Liebe Missionsfreunde und Interessierte
Der rot blühende Baum vor meinem Stubenfenster (Mkrismasi) und die roten Kugelblüten einer Buschpflanze deuten auf Weihnachten hin. Sie kündigen aber auch den Beginn der Regenzeit an. Nach drei heftigen Regengüssen ist es zwar bereits wieder trocken, doch die Natur spriesst und blüht. Was für ein wunderbarer Anblick nach einem halben Jahr ohne Regen!


Das Jahresende bringt auch viele Feiern mit sich. So habe ich Mitte November unsere Schulleiterin des Health-Instituts, Shukurani Ndumula, nach Morogoro begleitet, wo sie ihren Mastertitel entgegennehmen konnte.
Ende November feierten wir in Mblizi zudem den Abschluss von 83 Studierenden, die ein Diplom als Automechaniker, Autoelektriker, Schreiner oder Schneiderin erhalten haben. Der gross angelegte Anlass war eine fröhliche Feier, an der auch die Eltern teilnahmen. Möge Gott diese jungen Leute in den Berufsalltag begleiten. Wir wünschen ihnen, dass sie mit den geschenkten Werkzeugen entweder ein eigenes kleines Geschäft eröffnen oder eine Anstellung finden können.

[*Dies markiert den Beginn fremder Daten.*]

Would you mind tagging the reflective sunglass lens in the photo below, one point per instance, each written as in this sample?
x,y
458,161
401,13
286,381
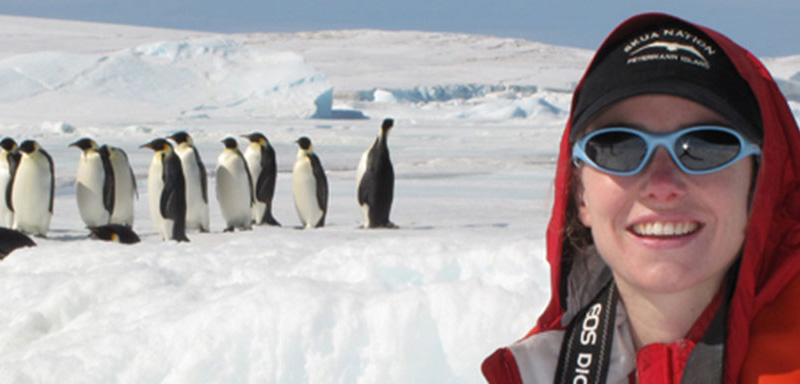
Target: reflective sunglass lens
x,y
704,150
616,151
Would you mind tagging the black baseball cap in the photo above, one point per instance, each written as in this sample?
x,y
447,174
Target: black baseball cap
x,y
667,56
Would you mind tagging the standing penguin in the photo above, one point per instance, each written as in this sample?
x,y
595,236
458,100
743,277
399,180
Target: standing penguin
x,y
375,181
310,186
196,182
33,190
94,183
125,191
260,157
166,191
234,187
9,159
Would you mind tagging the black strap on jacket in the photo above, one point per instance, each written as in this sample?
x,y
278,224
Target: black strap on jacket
x,y
586,349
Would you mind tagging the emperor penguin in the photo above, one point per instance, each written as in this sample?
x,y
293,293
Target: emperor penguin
x,y
9,159
94,183
166,189
375,181
310,186
196,182
234,187
260,157
125,190
33,190
117,233
11,240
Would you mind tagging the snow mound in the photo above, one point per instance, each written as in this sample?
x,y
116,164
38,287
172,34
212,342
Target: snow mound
x,y
208,76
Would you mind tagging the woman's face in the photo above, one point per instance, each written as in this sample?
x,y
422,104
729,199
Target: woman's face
x,y
627,214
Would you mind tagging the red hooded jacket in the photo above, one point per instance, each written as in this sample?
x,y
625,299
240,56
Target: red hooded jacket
x,y
763,327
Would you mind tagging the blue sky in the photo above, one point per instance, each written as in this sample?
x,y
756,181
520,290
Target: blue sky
x,y
767,27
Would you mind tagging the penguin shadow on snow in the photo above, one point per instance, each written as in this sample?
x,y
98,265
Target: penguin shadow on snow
x,y
11,239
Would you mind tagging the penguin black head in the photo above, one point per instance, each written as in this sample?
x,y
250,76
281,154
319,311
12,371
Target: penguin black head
x,y
304,143
8,144
230,143
28,146
181,137
116,233
84,144
157,145
256,137
387,124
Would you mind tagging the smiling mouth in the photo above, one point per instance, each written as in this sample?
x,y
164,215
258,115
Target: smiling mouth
x,y
665,229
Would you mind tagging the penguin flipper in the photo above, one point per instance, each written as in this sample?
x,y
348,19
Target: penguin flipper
x,y
173,198
13,164
109,183
133,176
249,177
203,178
322,187
52,179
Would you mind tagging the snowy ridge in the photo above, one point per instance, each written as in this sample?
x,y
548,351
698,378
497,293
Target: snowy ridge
x,y
209,77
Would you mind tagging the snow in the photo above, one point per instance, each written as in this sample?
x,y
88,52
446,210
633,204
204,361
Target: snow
x,y
477,118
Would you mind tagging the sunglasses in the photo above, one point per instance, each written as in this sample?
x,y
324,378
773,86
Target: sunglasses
x,y
696,150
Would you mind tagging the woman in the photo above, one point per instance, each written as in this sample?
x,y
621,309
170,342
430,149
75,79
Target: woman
x,y
674,243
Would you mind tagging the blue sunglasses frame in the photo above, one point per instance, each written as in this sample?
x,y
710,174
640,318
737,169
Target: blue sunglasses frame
x,y
666,140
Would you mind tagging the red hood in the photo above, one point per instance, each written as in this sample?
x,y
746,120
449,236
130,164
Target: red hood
x,y
771,254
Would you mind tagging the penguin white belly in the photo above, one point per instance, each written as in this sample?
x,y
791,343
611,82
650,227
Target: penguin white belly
x,y
360,171
31,196
233,190
89,190
6,213
155,186
196,207
253,159
304,186
124,190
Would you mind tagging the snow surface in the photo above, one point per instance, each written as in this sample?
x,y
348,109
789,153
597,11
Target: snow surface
x,y
478,120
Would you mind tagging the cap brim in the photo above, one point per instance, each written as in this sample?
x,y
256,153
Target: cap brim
x,y
674,87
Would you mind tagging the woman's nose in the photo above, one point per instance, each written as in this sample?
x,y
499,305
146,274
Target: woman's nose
x,y
663,180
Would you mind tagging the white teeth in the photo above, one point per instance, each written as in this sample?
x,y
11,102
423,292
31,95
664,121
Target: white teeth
x,y
665,229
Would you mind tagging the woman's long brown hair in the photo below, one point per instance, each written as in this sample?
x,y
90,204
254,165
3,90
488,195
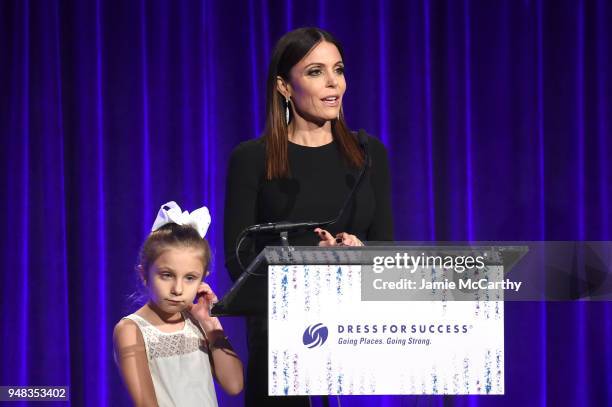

Dass dies nicht immer einfach ist, erleben wir immer wieder. Einer unserer Waisenkinder, Raphael, schloss seine Ausbildung als Automechaniker vor einem Jahr ab. Seither bekam er hier und dort Tagesarbeiten und half freiwillig bei verschiedenen Projekten mit – unter anderem auch beim Bau des Amsha-Projekts, obwohl dies nicht seinem erlernten Beruf entspricht. Kürzlich erhielt er ein Angebot im Norden, in einer Goldmine ein Praktikum zu absolvieren. Leider entpuppte sich dieses eher als Ausbeutung denn als Chance. Nun überlegen wir gemeinsam, ob er besser zurückkehren und hier vor Ort Arbeit suchen soll. Eine gute Ausbildung ist eine wichtige Grundlage für das Leben eines jungen Menschen, aber sie sollte auch zu einer fairen Arbeitsmöglichkeit führen.
Im Amsha-Jugendberatungsprojekt ging es gut voran. Dank vieler Spenderinnen und Spender konnten wir die Gebäude auf dem Gelände für ein «Hostel» fertigstellen. Wenn wir alle Bewilligungen erhalten, möchten wir im Januar mit den ersten obdachlosen Jugendlichen starten. Die 24/7-Betreuung soll ihnen neue Werte und Perspektiven vermitteln. Zudem sollen sie ein kleines Handwerk erlernen, das ihnen später ein eigenes Einkommen ermöglicht – damit sie nicht mehr auf der Müllhalde leben müssen. Möge Gott unsere Gedanken und Pläne führen und segnen. Danke, wenn ihr im Gebet mittragt, dass dies gelingen darf.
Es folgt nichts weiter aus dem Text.